Yeah. It is a nonbinding resolution, which is also sort of crazy — to spend a great deal of time discussing a nonbinding resolution! But I think the truth is that the country will take something over nothing, when we decide we’ve got a problem. That’s how enthusiasm for the Green New Deal will actually help conservatives to recognize the importance of entering the competition of new ideas.
Even today, there’s more evidence of this. There was a piece in the Washington Post from Sen. Lisa Murkowski and Sen. Joe Manchin — isn’t that interesting? — senators from West Virginia and Alaska saying climate change is real and we need to do something about it. Of course, each of them wants to sell every drop of oil and every lump of coal from their state. But you can tell it’s a change in the discussion, when those two are willing to say it’s real. That’s a change.
Meanwhile, you’re still seeing these loud partisan debates. There are some Republicans saying, “This is ridiculous. This is going to cost trillions of dollars.” Some people fear that this attacking posture is creating further division. What do you think about that?

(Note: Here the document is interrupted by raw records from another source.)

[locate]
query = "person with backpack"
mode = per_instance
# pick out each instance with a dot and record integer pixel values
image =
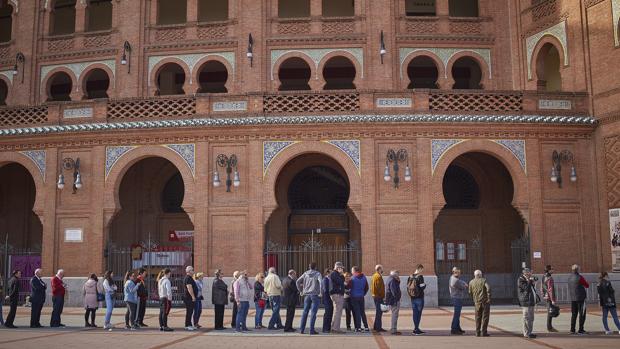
(415, 289)
(328, 315)
(309, 285)
(392, 298)
(607, 299)
(359, 288)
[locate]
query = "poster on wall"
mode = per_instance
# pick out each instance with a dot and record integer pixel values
(614, 232)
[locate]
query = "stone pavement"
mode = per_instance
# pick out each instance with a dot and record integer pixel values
(505, 330)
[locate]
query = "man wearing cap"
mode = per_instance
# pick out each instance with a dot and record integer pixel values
(337, 295)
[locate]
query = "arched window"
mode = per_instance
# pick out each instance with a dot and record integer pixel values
(339, 73)
(212, 10)
(466, 73)
(422, 73)
(60, 86)
(420, 8)
(99, 15)
(212, 77)
(170, 80)
(338, 8)
(293, 8)
(62, 18)
(171, 12)
(463, 8)
(294, 74)
(6, 21)
(97, 84)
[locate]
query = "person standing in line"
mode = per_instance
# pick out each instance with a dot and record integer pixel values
(37, 298)
(189, 297)
(233, 321)
(59, 288)
(164, 290)
(458, 290)
(548, 287)
(577, 285)
(336, 294)
(273, 288)
(528, 300)
(309, 285)
(109, 288)
(13, 297)
(377, 290)
(289, 299)
(244, 294)
(359, 289)
(392, 298)
(130, 291)
(328, 313)
(607, 300)
(219, 298)
(415, 288)
(199, 298)
(480, 292)
(259, 300)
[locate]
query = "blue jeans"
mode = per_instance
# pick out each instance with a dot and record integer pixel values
(258, 318)
(456, 318)
(275, 320)
(242, 314)
(614, 315)
(109, 306)
(311, 304)
(418, 305)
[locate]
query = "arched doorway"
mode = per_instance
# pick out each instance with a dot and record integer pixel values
(151, 230)
(478, 228)
(313, 221)
(21, 232)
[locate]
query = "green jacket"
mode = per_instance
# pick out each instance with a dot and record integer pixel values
(480, 291)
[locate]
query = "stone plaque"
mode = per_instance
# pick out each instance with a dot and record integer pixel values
(230, 106)
(563, 104)
(394, 103)
(74, 113)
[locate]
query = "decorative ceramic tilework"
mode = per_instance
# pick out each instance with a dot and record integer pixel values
(38, 157)
(351, 148)
(191, 60)
(439, 147)
(77, 69)
(517, 148)
(317, 55)
(187, 152)
(271, 149)
(445, 54)
(112, 154)
(558, 31)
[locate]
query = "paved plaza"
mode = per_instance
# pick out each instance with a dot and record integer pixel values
(504, 328)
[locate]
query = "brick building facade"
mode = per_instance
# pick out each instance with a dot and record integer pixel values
(148, 93)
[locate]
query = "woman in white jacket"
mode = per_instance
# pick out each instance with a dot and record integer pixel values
(164, 288)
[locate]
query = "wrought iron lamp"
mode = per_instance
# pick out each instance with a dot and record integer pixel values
(566, 157)
(69, 164)
(228, 163)
(395, 157)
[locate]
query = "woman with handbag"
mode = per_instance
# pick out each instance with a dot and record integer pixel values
(260, 300)
(607, 300)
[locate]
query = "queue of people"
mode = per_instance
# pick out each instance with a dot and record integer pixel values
(339, 291)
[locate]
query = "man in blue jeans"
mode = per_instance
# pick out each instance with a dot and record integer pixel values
(458, 291)
(309, 285)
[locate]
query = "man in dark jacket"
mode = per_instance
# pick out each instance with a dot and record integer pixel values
(289, 299)
(527, 299)
(13, 296)
(37, 298)
(219, 298)
(577, 285)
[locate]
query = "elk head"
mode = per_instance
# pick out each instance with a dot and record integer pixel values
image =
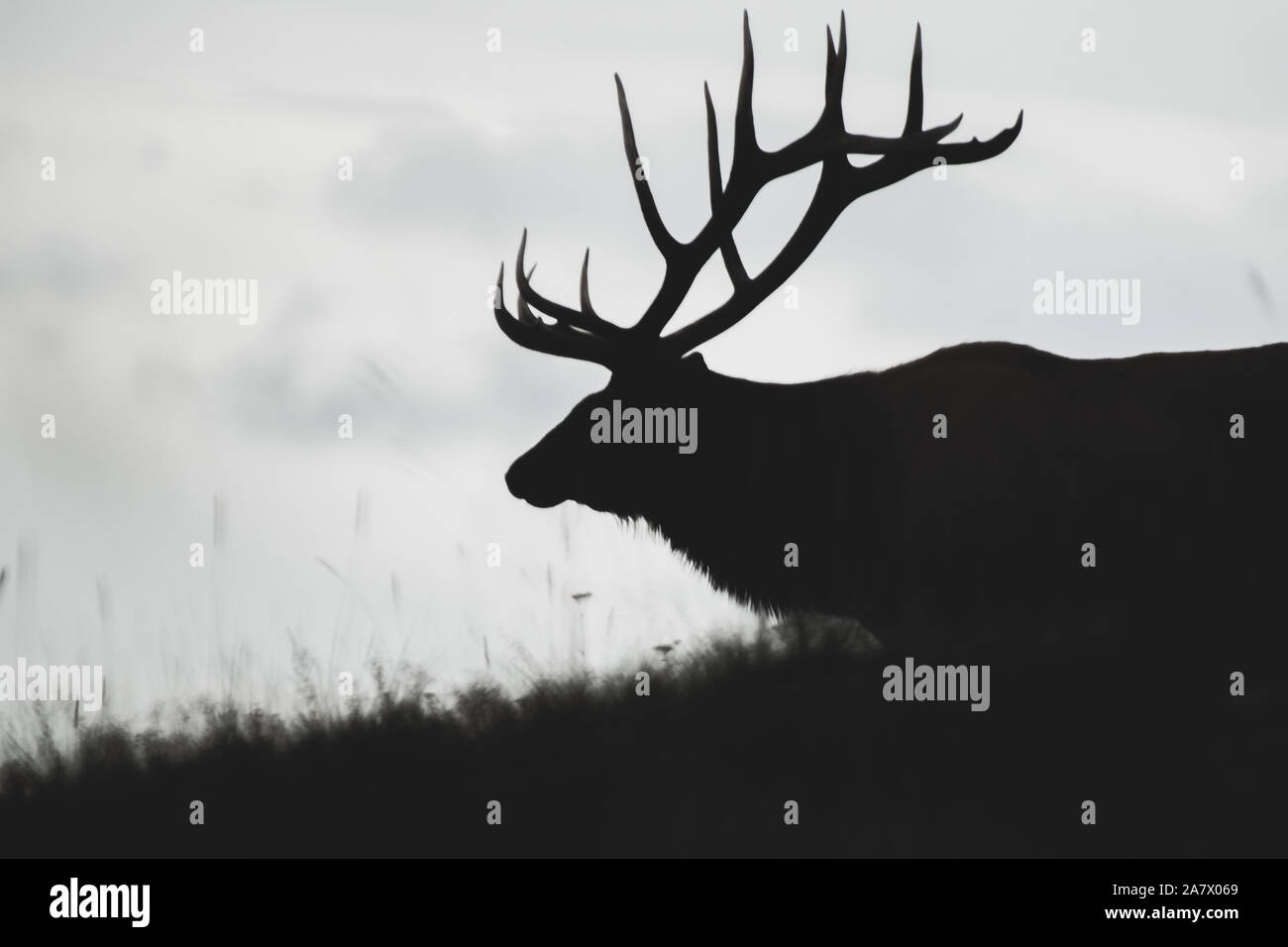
(653, 369)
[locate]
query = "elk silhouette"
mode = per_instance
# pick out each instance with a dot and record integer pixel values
(1106, 497)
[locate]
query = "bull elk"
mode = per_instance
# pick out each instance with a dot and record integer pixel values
(984, 491)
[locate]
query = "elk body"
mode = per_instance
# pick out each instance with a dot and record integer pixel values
(988, 491)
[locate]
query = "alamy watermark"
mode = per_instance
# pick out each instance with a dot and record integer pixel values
(75, 899)
(649, 425)
(1077, 296)
(913, 682)
(179, 296)
(24, 682)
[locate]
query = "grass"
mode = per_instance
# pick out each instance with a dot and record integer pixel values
(584, 766)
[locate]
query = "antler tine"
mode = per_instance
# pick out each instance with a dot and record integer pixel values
(728, 249)
(585, 287)
(838, 185)
(743, 124)
(662, 239)
(915, 93)
(587, 318)
(532, 334)
(836, 56)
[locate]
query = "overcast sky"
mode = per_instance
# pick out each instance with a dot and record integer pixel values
(374, 291)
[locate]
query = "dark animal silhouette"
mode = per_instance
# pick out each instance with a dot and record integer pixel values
(1099, 497)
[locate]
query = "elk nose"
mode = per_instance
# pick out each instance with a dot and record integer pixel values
(513, 479)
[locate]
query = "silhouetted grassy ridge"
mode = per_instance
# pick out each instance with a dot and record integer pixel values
(700, 767)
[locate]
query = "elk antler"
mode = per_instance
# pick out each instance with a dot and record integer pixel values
(583, 334)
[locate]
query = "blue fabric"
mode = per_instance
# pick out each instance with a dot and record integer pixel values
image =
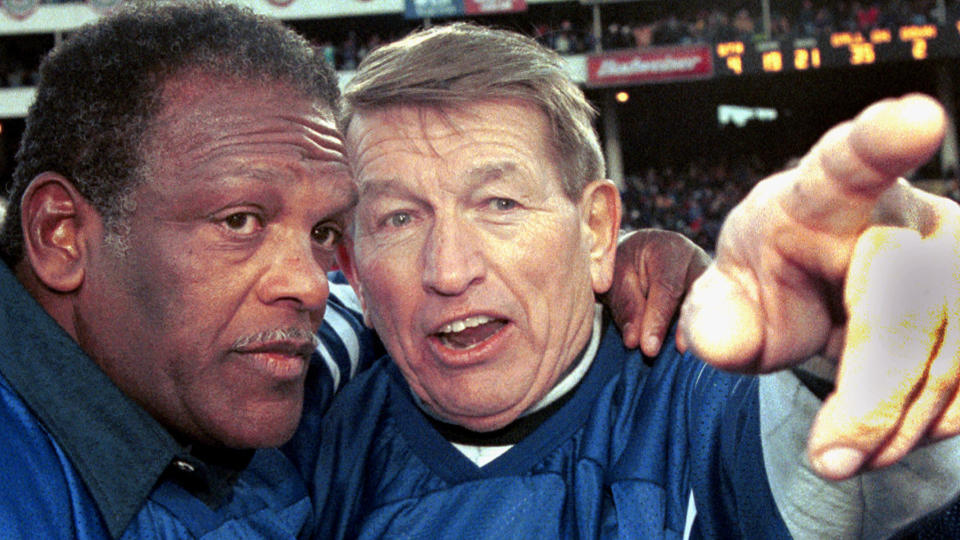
(44, 494)
(619, 459)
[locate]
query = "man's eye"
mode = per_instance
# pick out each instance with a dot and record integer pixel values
(326, 235)
(501, 204)
(242, 222)
(399, 219)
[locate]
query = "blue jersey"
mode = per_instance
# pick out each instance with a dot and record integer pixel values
(620, 458)
(79, 460)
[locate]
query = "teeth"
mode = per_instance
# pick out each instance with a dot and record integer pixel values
(463, 324)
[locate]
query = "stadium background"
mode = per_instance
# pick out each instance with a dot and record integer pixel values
(698, 99)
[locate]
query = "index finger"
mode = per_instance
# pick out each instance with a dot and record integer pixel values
(849, 180)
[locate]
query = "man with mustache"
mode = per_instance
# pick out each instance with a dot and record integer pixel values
(509, 406)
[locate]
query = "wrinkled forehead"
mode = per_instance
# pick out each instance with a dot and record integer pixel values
(514, 126)
(206, 110)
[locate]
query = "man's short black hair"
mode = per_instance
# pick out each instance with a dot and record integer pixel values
(100, 89)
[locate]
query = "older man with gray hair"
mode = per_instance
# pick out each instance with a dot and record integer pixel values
(509, 406)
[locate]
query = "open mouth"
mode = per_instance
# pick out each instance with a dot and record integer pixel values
(468, 333)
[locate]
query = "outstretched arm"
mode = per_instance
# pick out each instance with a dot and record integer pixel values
(840, 256)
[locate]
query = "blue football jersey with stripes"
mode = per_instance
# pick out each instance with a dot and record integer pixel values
(623, 457)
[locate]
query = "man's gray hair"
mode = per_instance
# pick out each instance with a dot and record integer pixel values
(461, 63)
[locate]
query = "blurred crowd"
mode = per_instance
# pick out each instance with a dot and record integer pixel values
(692, 199)
(803, 19)
(567, 28)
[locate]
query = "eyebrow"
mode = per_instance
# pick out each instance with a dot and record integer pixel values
(474, 177)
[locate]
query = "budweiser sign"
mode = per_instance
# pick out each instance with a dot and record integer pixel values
(660, 64)
(479, 7)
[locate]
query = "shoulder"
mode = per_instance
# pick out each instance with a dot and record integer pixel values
(42, 495)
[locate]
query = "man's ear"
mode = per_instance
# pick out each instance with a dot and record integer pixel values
(600, 205)
(349, 268)
(55, 220)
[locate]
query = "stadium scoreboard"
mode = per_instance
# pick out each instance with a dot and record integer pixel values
(838, 49)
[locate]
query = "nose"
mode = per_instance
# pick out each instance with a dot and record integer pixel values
(295, 277)
(452, 258)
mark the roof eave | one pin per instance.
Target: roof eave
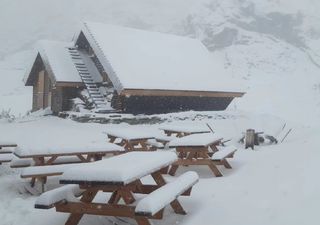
(181, 93)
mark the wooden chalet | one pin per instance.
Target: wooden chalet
(149, 72)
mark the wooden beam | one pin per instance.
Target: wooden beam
(180, 93)
(69, 84)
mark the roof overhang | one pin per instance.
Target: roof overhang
(180, 93)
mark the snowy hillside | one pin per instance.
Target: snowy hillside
(268, 44)
(271, 47)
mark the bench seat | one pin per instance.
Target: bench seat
(48, 199)
(154, 144)
(45, 171)
(20, 163)
(224, 152)
(7, 145)
(163, 196)
(5, 157)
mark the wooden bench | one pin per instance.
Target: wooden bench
(5, 157)
(150, 207)
(131, 139)
(25, 162)
(7, 145)
(181, 131)
(59, 195)
(224, 152)
(41, 173)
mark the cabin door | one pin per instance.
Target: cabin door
(44, 91)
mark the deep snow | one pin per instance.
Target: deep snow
(270, 45)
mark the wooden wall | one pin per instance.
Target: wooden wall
(41, 91)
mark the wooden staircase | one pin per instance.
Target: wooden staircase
(96, 96)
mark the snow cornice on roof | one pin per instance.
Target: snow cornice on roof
(144, 60)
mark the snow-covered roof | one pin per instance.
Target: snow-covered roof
(137, 59)
(58, 62)
(56, 56)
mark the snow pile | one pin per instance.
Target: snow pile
(158, 199)
(120, 169)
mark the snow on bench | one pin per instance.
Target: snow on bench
(18, 163)
(163, 196)
(29, 151)
(223, 152)
(191, 129)
(7, 144)
(119, 169)
(48, 199)
(44, 171)
(5, 158)
(155, 144)
(193, 140)
(129, 134)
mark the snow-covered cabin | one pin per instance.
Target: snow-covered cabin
(149, 72)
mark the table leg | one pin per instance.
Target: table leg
(176, 206)
(142, 221)
(87, 197)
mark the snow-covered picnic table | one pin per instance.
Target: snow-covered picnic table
(200, 149)
(183, 130)
(50, 155)
(131, 139)
(121, 175)
(7, 145)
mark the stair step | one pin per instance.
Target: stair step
(98, 99)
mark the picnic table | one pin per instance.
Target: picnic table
(200, 149)
(130, 139)
(121, 175)
(50, 155)
(181, 131)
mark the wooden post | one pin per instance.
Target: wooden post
(250, 137)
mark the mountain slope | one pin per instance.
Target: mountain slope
(270, 47)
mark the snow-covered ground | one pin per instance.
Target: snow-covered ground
(273, 185)
(270, 46)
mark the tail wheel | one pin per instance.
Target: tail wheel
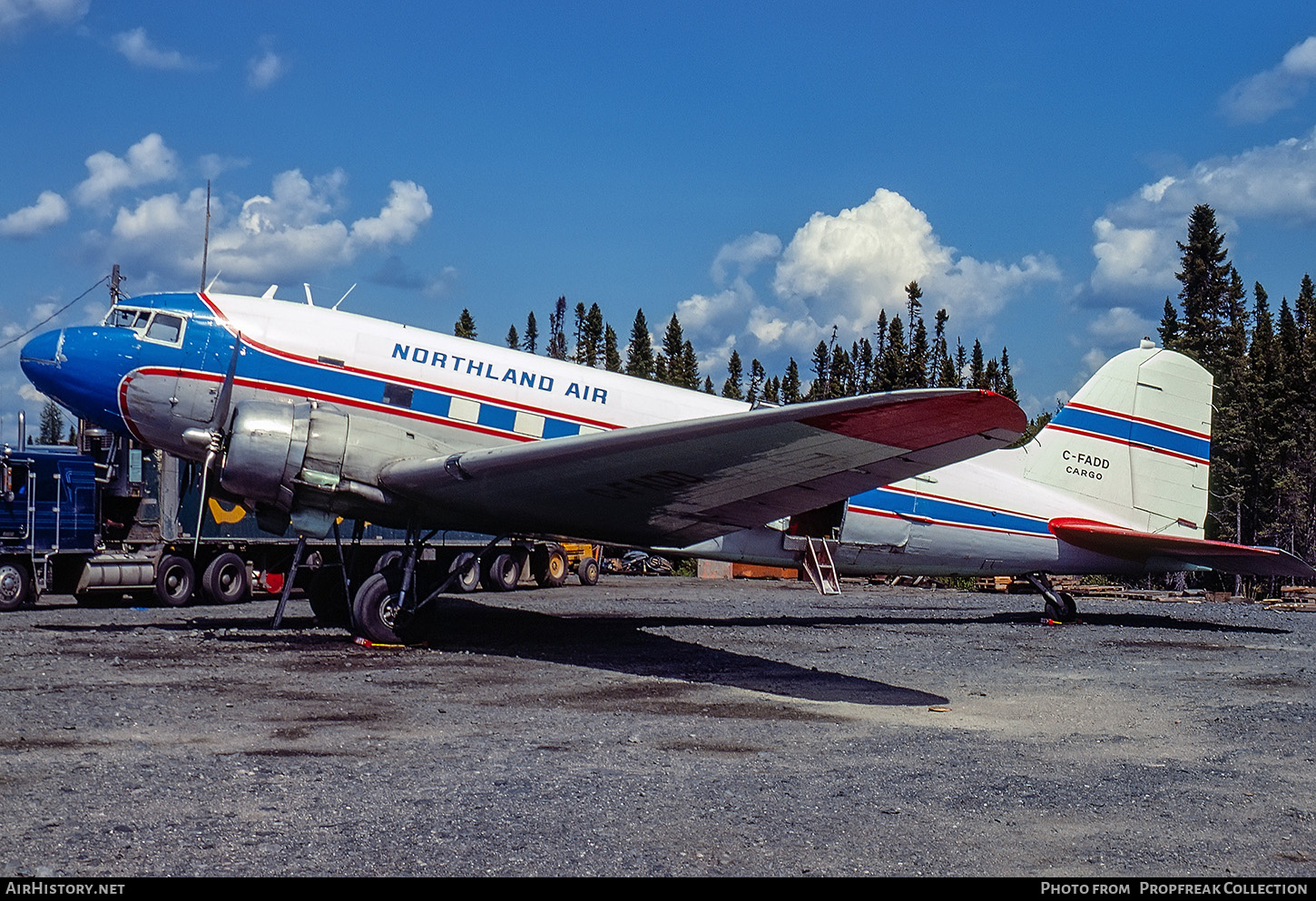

I think at some point the extremes will become caricatures of themselves. I think that’s what we’re in the process of. The Green New Deal supporters will end up looking like caricatures, and the people who are disputing the need to act on climate will look like caricatures. And somewhere between those two will be reasonable people who are focused on a solution — and who are supported by businesses who have a future in innovation coming to their aid. That will help drive things along.
The old adage in Washington is, “Don’t ever try to kill an industry, because they’ll fight like heck to stay alive.” The challenge here with carbon pricing is it pretty much kills coal. We’ve got to expect that they’re gonna fight like heck.
Do you see carbon pricing, then, as being what will unite both sides of the aisle on climate?
Yes. Here’s an anecdote. Art Laffer, Reagan’s economics adviser, is a neighbor of Al Gore in Nashville, Tennessee. I know that Art went over to Al’s house and they talked it through and came to the conclusion that a revenue-neutral, border-adjustable carbon tax works for both of them. For very different reasons! Art because he desperately wants to untax income — and put a tax on anything else. “CO2 will do,” he says. And Al, because he desperately wants to reduce emissions.
I tell many conservative audiences that Al Gore and Art Laffer agree! Isn’t it possible, therefore, that we could bring America together and lead the world to a solution? Because it really does work for both progressives and conservatives, as long as we’re focused on solving the problem.
If you’re trying not to solve the problem, if you want to keep coal in business, if that’s your goal, then you don’t want to hear any of this; you can’t hear any of it because your ears are stopped. But for the rest of us who don’t have a dog in that fight, and want to watch energy innovation happen and participate in it, then wow, we’ve got an incredible opportunity.